I've been in the mood for a little escapist fiction of late. I'm not much of a beach goer (hello, have you seen my flourescent lily white legs?) but it is sort of a premature Summer here, and any kind of Summer means Beach Reading to me. Light. Engaging but not taxing.

My very own gay superhero Michael recently read, and subsequently kind of harshed on, "Hero" by Perry Moore. I was intrigued. I hadn't heard anything about this book, but the teen gay superhero plot piqued my interest. Much like the movie "Mystery Men", the film is set in an alternate modern day where "heroes", people with superpowers of varying degress of effectiveness and eccentricity, are the norm (even if only a small percentage of the population).



I enjoyed it. It's not great, but it filled the bill for something entertaining and diverting. It definately falls into 'young adult fiction' territory, and it is true that the author does kind of broadcast the big reveal a bit (and very early). However, I like what Moore (who has previously been best known as executive producer of "Narnia: The Lion, The Witch & The Wardrobe" and the upcoming "Prince Caspian" movies) has tried to do with creating a teen gay superhero.

According to an interview on his website, he was reacting in part to the poor treatment of gay and lesbian characters in comics, especially the murder of gay superhero Northstar by one of Marvel's other hero characters, Wolverine. As he says:
"In the very popular superhero team The X-Men, the first and most prominent gay hero in the Marvel Comics universe, Northstar, was viciously killed by Wolverine—the star of the team, the star of the film. You see Wolverine's image on kids' lunch boxes; you see children dress up as him for Halloween. And he slaughtered the X-Men's token gay hero. I found this to be disturbing, to say the least. In all my years of reading X-Men, I have never known Wolverine to kill another hero. And yet, there he was, skewering Marvel Comic's most prominent gay hero through the heart with his adamantium claws. I thought this revealed a very ugly side of the people and publishers who make comic books, and not necessarily what the fans want."

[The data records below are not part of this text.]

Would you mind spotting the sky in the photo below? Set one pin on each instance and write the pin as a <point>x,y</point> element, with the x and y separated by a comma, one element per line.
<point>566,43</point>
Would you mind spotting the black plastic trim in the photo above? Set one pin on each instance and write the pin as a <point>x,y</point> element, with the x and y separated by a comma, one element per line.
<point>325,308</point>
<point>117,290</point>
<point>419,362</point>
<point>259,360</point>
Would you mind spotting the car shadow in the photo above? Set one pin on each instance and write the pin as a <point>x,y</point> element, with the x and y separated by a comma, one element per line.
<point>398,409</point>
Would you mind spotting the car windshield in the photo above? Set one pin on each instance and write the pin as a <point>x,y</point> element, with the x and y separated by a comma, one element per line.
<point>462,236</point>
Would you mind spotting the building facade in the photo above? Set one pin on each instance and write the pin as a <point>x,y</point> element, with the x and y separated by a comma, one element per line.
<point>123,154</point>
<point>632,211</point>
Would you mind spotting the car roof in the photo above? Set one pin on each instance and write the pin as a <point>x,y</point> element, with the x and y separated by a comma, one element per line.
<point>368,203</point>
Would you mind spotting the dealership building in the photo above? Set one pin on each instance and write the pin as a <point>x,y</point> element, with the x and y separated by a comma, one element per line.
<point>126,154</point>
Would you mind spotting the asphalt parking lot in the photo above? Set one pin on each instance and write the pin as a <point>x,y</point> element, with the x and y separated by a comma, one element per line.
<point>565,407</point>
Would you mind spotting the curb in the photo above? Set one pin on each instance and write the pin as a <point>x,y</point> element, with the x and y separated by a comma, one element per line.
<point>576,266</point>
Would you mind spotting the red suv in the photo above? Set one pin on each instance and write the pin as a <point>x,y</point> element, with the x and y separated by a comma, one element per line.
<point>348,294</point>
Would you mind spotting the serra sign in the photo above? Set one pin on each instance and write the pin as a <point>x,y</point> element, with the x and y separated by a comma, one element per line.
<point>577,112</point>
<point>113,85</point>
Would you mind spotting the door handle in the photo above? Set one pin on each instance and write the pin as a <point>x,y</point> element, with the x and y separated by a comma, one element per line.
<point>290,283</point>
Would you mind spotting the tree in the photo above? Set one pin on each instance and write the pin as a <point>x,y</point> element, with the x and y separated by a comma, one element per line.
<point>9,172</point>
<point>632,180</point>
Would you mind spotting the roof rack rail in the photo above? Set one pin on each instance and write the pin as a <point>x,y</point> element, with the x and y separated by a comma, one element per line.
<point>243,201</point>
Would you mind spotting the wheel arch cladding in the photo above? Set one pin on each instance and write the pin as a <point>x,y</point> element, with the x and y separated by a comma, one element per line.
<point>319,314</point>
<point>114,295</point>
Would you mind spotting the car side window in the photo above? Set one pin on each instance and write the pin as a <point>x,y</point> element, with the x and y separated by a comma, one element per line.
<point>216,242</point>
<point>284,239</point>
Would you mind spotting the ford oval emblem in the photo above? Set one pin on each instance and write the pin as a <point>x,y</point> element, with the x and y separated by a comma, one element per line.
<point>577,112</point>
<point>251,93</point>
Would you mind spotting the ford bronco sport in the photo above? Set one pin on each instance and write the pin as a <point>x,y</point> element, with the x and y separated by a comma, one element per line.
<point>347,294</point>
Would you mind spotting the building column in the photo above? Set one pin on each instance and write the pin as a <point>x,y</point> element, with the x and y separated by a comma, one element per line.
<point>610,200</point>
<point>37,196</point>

Moore also has chronicled, and given his opinions on, the history of poor treatment of gay and lesbian characters in comics here.

So, bravo for attempting to create an alternative. The novel is a bit campy in tone, similar in a way to "Mystery Men". The villians are certainy campy. Moore gets huge snaps from me for calling one of the female villians with laser beam eyesight Transvision Vamp! I do so love a good pop culture shout-out. The main character's coming out story is handled fairly well, with some sensitivity and more seriousness. I think it works fairly well, quibbles about the author broadcasting main plot points aside.

According to Moore's website a sequel to "Hero" is already in the works, and discussions are underway about a possible movie adaptation. He's also working on a young adult novel about werewolves, and has just written and a directed a feature film "Lake City". Busy boy.

Oh, and kind of cute too!



7 comments:

mrpeenee said...

thanks for the recommendation

Michael said...

I'm glad I was, in some obtuse way, responsible for your pleasure.

You liked it. I hated it. That's what makes the world go 'round!

yani said...

They killed off Northstar? But... It... He... They...

Oh Bollocks!

He was all gay and French Canadian and looked good in a speedo and had pointy ears...

Well bugger you Marvel comics... Bugger you to hell and back!

The Other Andrew said...

I don't really read comics, but I remember the buzz about Northstar when he was first introduced. Shame, shame, Marvel.

John C said...

Oh, not heard of this. I'm unfortunately jaded these days by my professional contact with the comics world but things are a lot better than they used to be although fanboy homophobia still abounds. Or, the US comic book world is better than it was, since US comics are actually a genre of the comics artform, as my good friend Eddie Campbell (who now lives in Brisbane) never tires of pointing out.

There's a nice list of gay characters in the American books here:

http://www.gayleague.com/gay/characters/index.php

yani said...

Yeah, I tried to track down the comic he came out in a little while after it was released and you couldn't find it for love nor money (well... probably just the love, I'm sure given enough money)...

And as John pointed out with that list, there are always more gay American comic book characters than you would imagine... although they're not always explicitly out.

The Other Andrew said...

Did you have a look at the list Moore wrote on his website? I was surprised at how many gay & lesbian characters have cropped up in comics. There are some very sticky ends they came to also, but I guess the superhero genre specialises in sticky ends.